1. Die drei Orga / SL Leute wollte sich per Handy verständigen.
Nur bei einen war der Akku leer, der zweite hat ein Prepaidkarte die leer war und der dritte hatte in dem Infoschrieben die falsche Nr reingeschrieben.

2. Der Plott bestand darin ein Grab zu finden in dem ein bestimmtes Schwert lag. Nur wenn man so gut wie Null Hinweise hat, ist es sehr schwer das Grab auf einem viel zu großen Spielgelände zu finden. Wir haben zwar irgend einem NSC eine Karte abgekauft aber da war die Gruppe Nostria uns glaube ich schon weit voraus und wir hatten keine Chance die noch ein zuholen.

3. NSCs gab es. Die sollten so was wie Räuber sein. Wäre schön gewesen wenn sie uns auch mal überfallen hätten. Nur eine hilflose Tulamidin haben sie entführt und auch kurz darauf wieder laufen lassen ohne das wir etwas tun mussten dafür.

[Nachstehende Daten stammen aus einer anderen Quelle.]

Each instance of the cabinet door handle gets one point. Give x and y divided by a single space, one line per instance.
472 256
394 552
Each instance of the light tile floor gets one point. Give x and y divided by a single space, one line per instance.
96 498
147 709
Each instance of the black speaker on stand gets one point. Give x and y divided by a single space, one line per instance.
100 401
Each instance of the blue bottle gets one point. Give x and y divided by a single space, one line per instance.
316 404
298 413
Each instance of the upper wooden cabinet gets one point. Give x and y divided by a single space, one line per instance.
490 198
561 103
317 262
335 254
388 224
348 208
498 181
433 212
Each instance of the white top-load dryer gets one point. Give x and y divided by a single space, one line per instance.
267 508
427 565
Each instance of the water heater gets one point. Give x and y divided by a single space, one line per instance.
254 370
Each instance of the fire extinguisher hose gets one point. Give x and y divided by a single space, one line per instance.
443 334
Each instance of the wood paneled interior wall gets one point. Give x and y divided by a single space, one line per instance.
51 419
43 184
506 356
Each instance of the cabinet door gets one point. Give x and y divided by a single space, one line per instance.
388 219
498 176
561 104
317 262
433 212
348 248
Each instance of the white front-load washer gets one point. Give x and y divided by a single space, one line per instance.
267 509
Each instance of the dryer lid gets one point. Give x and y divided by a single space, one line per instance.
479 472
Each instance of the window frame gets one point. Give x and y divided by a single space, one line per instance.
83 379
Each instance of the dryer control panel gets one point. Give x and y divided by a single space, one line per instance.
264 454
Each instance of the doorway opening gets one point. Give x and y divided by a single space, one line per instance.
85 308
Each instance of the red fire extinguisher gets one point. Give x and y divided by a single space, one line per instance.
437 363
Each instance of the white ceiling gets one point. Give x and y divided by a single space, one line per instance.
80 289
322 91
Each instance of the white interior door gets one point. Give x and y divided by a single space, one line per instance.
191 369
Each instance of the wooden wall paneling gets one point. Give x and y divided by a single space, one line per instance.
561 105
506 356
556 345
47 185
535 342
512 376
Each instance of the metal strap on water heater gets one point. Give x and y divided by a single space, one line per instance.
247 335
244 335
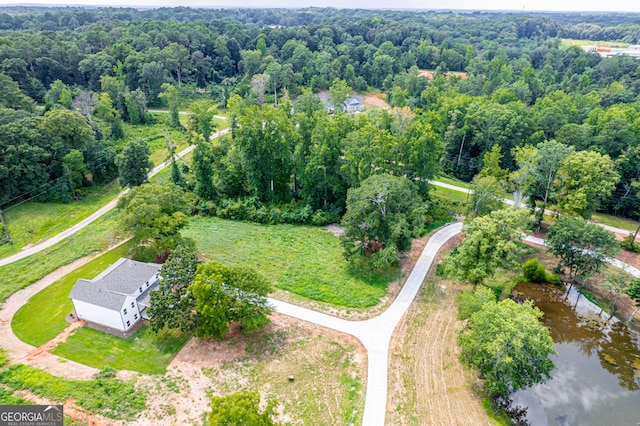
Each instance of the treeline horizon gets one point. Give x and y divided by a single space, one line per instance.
523 85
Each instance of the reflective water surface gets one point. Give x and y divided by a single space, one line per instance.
597 375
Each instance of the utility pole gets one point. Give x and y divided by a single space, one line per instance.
6 231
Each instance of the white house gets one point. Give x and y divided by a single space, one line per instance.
118 298
353 105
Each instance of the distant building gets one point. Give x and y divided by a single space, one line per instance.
352 105
609 52
118 298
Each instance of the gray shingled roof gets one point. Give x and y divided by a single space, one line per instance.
90 292
126 276
109 288
145 298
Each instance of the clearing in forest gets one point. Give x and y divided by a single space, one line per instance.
304 260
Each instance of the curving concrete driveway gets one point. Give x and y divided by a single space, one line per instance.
86 221
375 333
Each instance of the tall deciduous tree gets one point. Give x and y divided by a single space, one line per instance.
74 170
550 156
173 305
11 96
225 295
259 83
154 214
580 246
383 214
201 118
616 282
266 139
487 195
68 128
508 344
339 92
585 179
172 96
134 164
490 243
203 169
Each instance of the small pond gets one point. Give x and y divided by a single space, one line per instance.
597 375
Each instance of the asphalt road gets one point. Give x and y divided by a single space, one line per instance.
375 333
99 213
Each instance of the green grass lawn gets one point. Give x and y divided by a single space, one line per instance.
32 222
452 181
107 396
94 238
450 194
304 260
43 317
616 221
144 351
156 136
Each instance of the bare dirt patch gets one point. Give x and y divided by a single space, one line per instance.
73 413
428 384
329 370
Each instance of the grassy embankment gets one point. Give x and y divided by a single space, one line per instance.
33 222
106 395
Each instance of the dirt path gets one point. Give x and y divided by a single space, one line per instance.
53 343
18 351
70 409
428 384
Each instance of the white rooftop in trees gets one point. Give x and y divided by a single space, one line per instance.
118 298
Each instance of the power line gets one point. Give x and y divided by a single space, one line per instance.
24 194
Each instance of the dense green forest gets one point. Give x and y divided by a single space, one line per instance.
94 69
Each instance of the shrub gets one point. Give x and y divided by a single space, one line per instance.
471 302
629 244
534 271
552 279
250 209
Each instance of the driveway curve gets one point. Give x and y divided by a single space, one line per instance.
93 217
375 333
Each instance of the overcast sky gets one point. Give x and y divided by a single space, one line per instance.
518 5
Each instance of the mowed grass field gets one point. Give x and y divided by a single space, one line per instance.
96 237
144 351
304 260
43 317
32 222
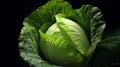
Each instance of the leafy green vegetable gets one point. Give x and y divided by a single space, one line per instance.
55 35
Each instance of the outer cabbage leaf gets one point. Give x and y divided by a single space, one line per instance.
29 48
91 19
107 53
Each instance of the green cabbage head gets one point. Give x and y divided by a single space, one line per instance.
56 35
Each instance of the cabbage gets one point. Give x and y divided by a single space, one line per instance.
56 35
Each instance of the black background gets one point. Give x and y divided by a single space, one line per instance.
14 12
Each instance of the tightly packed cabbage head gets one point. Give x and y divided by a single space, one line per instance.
56 35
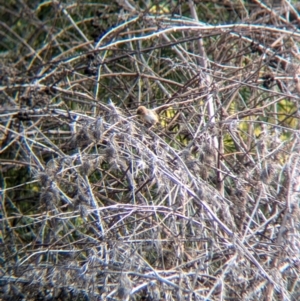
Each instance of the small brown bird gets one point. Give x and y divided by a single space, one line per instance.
147 115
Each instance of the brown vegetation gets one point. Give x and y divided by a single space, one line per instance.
95 204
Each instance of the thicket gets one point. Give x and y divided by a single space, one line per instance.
97 205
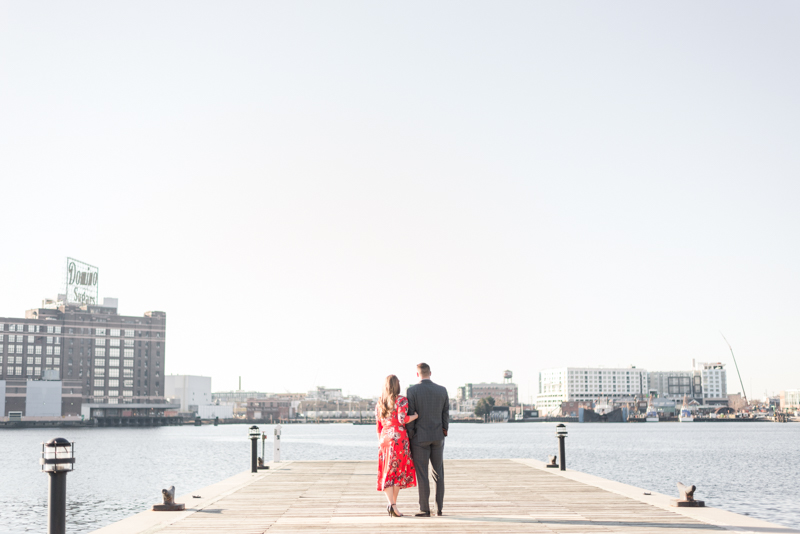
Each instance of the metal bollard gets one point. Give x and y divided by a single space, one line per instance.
276 451
58 457
263 440
254 434
561 432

4. Dann gab es noch einen kleinen Grenzkonflikt und doch noch ein kleines Gefecht mit den Räubern. Als wir dann mal mit den gefangen Räubern in ihr Lager wollten um irgendwie ein wenig zu spielen hieß es von der SL Timeout. Das war um ca. 17:30 Uhr.

5. Um kurz zu machen. Eigentlich sind wir nur ein paar Stunden sparzieren gegangen. Und das beste an dem Tag war glaube ich die frische Luft und das Wetter (es hat immer mal wieder geregnet).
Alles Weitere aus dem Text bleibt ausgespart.